Brookfield Renewable Announces Reorganization of Brookfield Renewable Corporation

Brookfield Renewable Partners LP; Brookfield Renewable Corporation; Brookfield Renewable Power preferred stock; Brookfield ULC Renewable PartnersBrookfield Renewable Partners LP; Brookfield Renewable Corporation; Brookfield Renewable Power preferred stock; Brookfield ULC Renewable Partners

Brookfield Renewable Partners LP; Brookfield Renewable Corporation; Brookfield Renewable Power preferred stock; Brookfield ULC Renewable Partners

BROOKFIELD, NEWS, Oct. 09, 2024 (GLOBE NEWSWIRE) — Brookfield Renewable Partners LP (NYSE: BEP; TSX: BEP.UN) (the “Partnership”) and Brookfield Renewable Corporation (“BEPC”) (TSX, NYSE: BEPC) today announced their intention to complete a reorganization (the “Agreement”) that maintains the benefits of Brookfield Renewable’s business structure while addressing proposed changes to the Income Tax Law (Canada) which are expected to result in additional costs to BEPC if no action is taken.
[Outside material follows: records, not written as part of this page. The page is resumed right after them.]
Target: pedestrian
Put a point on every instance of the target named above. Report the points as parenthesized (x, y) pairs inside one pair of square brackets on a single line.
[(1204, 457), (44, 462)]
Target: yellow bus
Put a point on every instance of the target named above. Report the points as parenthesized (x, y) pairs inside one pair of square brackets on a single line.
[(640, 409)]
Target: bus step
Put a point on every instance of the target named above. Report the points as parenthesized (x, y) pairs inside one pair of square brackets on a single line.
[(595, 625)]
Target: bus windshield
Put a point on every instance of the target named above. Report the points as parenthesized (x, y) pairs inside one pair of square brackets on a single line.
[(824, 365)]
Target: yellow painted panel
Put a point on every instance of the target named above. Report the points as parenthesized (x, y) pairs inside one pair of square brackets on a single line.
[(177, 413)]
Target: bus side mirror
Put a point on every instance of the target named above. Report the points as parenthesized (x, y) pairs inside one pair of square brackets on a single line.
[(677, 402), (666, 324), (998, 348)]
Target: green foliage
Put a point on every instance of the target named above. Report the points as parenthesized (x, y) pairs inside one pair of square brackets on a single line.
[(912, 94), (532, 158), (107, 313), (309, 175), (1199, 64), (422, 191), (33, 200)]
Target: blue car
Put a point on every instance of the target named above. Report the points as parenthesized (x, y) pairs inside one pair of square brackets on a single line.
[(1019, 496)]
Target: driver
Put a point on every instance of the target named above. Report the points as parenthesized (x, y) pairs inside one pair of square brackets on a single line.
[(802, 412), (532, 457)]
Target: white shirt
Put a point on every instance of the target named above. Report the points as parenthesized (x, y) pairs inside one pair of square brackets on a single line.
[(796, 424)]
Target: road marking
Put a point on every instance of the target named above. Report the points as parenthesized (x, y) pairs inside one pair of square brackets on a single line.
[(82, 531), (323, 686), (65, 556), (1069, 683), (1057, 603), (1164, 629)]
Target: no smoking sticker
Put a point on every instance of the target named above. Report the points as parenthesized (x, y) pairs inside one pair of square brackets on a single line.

BEPC was created by the Partnership in 2020 to provide investors with an opportunity to gain access to the Partnership’s globally diversified portfolio of high-quality renewable energy and sustainable solutions assets through a corporate structure. BEPC offers shareholders the benefits of broader index inclusion, a differentiated investor base, greater trading liquidity, a simplified tax reporting structure and higher after-tax returns for certain shareholders.

Since BEPC’s initial listing, Brookfield Renewable’s market capitalization has grown to more than $20 billion, our average daily trading volumes have more than doubled, and our investor base has grown and diversified, with shareholders north -Americans and non-Canadians owning almost 60% of our float.

Following the Agreement, BEPC shareholders will hold an economically equivalent security that provides the same economic and governance benefits as investing in our company today. The Agreement is also expected to be tax deferred for the vast majority of investors, including Canadian and US shareholders.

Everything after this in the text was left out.